The data on amino acid and carbohydrate contents demonstrate the physiological, significance of these solutes in soils as carbon and nitrogen sources for the microflora around the seed and young developing seedling. It has been known that increased leakage of organic metabolites from deteriorated seeds might indirectly enhance their demise by encouraging the growth of contaminating microorganisms. However, as far as the effect of the extent of this leakage on germination percentage is concerned, the leakage of these solutes for 30 min has little importance on the germination status of these solute for 30 min has little importance on the germination status of pretreated seeds since all the seeds exhibited 100 percent germination after 2 days (data not shown). Biochemically, this is the period (30 minutes) when initiation of mRNA and protein synthesis occurs and mitochondrial biogensis with increased 'production of ATP is commenced (Bewley and Black, 1986).

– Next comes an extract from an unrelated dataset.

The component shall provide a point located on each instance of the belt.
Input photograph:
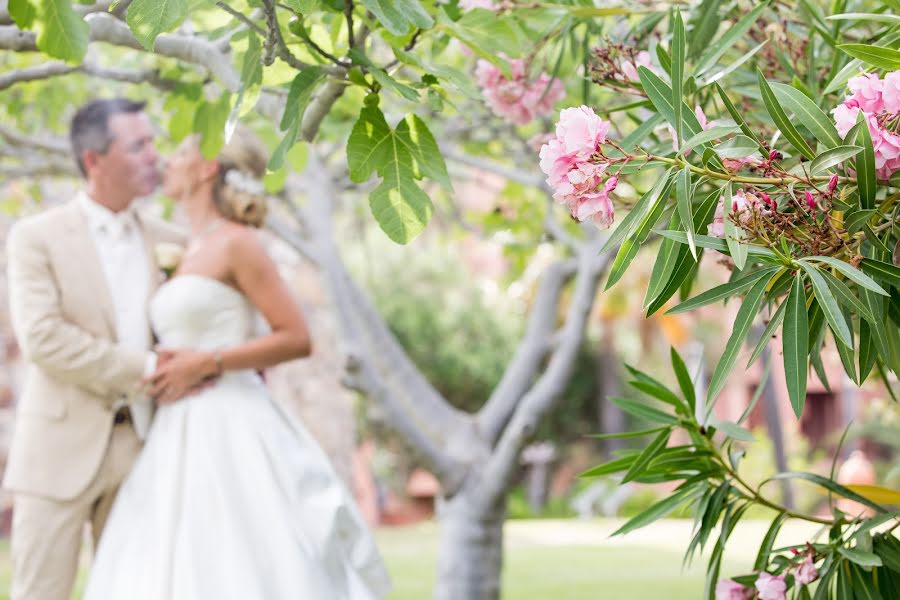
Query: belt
(122, 415)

In summary, in wheat seeds, amino acid and carbohydrate contents are leaked during initial minutes of imbibition along with other ions (Ashraf et al., 1998). Preimbibition of seeds for 24 h results in loss of electrolytes and which continue to be effluxed during re-imbibition though with different rates. Leakage of these solutes during these 30 min has no effect on percentage seed germination. However, study of prolonged imbibition of these seeds may reveal important biochemical aspects of effluxed molecules. It would be important to know the nature of other molecules effluxed, the effect on the loss of desiccation tolerance seeds and in retaining the vigour and viability of seeds. The data collectively may strengthen our ideas on understanding the mechanisms of loss of vigour and viability, preventing seed deterioration and in elucidating factors affecting aging. Work is continued on these lines.